Spreadsheets made financial math and simple modeling accessible to millions of nonexperts in business. John Akred, chief technology officer at Silicon Valley Data Science, a consulting firm, sees something similar in the modern data world, as the software tools improve.
"We are witnessing the beginning of that revolution now, of making these data problems addressable by a far larger audience," Akred said.

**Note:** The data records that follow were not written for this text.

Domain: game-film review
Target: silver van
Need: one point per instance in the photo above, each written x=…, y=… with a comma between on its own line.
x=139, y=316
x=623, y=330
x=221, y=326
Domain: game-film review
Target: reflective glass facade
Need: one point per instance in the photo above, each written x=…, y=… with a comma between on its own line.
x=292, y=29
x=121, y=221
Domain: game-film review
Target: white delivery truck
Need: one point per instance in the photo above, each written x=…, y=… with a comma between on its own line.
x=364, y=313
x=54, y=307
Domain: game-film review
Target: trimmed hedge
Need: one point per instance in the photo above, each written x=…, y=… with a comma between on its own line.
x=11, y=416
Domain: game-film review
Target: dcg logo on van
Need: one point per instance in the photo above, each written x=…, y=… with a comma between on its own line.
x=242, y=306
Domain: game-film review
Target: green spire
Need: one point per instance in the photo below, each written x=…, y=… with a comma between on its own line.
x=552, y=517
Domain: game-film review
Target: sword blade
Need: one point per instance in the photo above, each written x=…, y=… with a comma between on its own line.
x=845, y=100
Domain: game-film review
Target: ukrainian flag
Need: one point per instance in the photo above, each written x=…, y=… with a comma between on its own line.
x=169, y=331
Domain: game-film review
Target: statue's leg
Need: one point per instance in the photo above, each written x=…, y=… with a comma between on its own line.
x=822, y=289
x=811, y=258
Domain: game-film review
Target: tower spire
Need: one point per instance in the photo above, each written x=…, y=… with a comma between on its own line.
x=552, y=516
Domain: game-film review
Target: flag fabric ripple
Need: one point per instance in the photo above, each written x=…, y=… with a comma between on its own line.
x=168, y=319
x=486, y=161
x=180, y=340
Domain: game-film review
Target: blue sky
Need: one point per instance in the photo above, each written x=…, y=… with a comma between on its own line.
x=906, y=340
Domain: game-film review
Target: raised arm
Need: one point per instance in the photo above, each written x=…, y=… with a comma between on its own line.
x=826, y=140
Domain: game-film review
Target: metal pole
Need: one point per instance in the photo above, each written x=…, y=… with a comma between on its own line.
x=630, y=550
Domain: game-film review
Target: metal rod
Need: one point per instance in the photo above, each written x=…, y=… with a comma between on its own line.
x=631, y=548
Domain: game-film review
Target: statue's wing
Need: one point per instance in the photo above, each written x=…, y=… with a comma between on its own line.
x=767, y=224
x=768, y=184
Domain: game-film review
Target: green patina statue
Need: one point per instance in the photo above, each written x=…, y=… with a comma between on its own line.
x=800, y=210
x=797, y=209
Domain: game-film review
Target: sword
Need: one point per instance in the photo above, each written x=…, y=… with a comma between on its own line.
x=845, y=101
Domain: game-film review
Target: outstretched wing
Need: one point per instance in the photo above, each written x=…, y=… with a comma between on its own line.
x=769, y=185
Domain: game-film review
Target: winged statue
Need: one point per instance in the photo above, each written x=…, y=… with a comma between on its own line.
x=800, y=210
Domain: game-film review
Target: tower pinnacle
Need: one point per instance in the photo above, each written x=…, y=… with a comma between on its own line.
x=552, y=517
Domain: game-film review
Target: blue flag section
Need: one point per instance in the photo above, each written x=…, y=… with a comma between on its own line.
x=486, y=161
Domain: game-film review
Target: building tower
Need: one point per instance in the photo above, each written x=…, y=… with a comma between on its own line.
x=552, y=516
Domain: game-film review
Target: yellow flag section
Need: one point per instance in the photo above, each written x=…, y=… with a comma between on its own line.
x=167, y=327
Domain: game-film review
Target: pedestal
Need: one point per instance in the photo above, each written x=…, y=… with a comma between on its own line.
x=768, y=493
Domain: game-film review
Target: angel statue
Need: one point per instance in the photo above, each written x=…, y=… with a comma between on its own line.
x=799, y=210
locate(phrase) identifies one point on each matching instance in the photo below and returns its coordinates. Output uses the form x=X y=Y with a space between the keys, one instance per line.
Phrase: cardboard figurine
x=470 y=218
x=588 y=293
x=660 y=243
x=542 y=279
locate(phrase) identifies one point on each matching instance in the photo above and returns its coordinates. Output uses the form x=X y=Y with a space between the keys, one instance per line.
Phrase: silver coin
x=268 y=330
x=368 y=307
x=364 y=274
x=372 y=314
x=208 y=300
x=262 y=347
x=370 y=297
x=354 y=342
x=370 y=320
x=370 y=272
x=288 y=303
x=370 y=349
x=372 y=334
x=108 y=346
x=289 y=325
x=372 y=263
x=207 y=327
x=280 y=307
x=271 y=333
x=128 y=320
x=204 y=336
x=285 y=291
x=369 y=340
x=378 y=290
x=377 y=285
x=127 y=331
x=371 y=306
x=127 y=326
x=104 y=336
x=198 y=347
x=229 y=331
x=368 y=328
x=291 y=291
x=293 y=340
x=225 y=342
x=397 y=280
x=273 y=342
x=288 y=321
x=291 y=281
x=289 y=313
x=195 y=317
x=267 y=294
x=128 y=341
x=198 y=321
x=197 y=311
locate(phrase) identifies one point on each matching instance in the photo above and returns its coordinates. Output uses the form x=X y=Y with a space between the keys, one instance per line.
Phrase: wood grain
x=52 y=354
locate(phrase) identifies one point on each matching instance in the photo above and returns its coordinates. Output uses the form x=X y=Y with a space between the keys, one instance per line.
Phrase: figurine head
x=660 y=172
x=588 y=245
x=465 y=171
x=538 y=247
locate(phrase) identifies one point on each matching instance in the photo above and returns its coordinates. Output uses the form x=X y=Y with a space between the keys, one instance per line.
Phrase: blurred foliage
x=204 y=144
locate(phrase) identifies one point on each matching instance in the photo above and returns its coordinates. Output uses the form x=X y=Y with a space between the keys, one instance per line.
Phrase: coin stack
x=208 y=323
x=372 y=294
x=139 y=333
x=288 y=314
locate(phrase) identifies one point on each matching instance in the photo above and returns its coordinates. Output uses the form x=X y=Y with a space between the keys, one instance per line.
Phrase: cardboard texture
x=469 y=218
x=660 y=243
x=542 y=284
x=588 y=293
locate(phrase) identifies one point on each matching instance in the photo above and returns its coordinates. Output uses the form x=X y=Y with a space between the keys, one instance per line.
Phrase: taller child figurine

ClearStory Data, a startup in Palo Alto, California, makes software that recognizes many data sources, pulls them together and presents the results visually as charts, graphics or data-filled maps. Its goal is to reach a wider market of business users beyond data masters.
Six to eight data sources typically go into each visual presentation. One for a retailer might include scanned point-of-sale data, weather reports, web traffic, competitors' pricing data, the number of visits to the merchant's smartphone app and video tracking of parking lot traffic, said Sharmila Shahani-Mulligan, chief executive of ClearStory.
"You can't do this manually," Shahani-Mulligan said. "You're never going to find enough data scientists and analysts."
Trifacta makes a tool for data professionals. Its software employs machine-learning technology to find, present and suggest types of data that might be useful for a data scientist to see and explore, depending on the task at hand.
"We want to lift the burden from the user, reduce the time spent on data preparation and learn from the user," said Joseph M. Hellerstein, chief strategy officer of Trifacta, who is also a computer science professor at the University of California, Berkeley.
Paxata, a startup in Redwood City, California, is focused squarely on automating data preparation - finding, cleaning and blending data so that it is ready to be analyzed. The data refined by Paxata can then be fed into a variety of analysis or visualization software tools, chosen by the data scientist or business analyst, said Prakash Nanduri, chief executive of Paxata.
"We're trying to liberate people from data-wrangling," Nanduri said. "We want to free up their time and save them from going blind."
Data scientists emphasize that there will always be some hands-on work in data preparation, and there should be. Data science, they say, is a step-by-step process of experimentation.
"You prepared your data for a certain purpose, but then you learn something new, and the purpose changes," said Cathy O'Neil, a data scientist at the Columbia University Graduate School of Journalism, and co-author, with Rachel Schutt, of "Doing Data Science" (O'Reilly Media, 2014).
Plenty of progress is still to be made in easing the analysis of data. "We really need better tools so we can spend less time on data wrangling and get to the sexy stuff," said Michael Cavaretta, a data scientist at Ford Motor, which has used big data analysis to trim inventory levels and guide changes in car design.
Cavaretta is familiar with the work of ClearStory, Trifacta, Paxata and other startups in the field. "I'd encourage these startups to keep at it," he said. "It's a good problem, and a big one."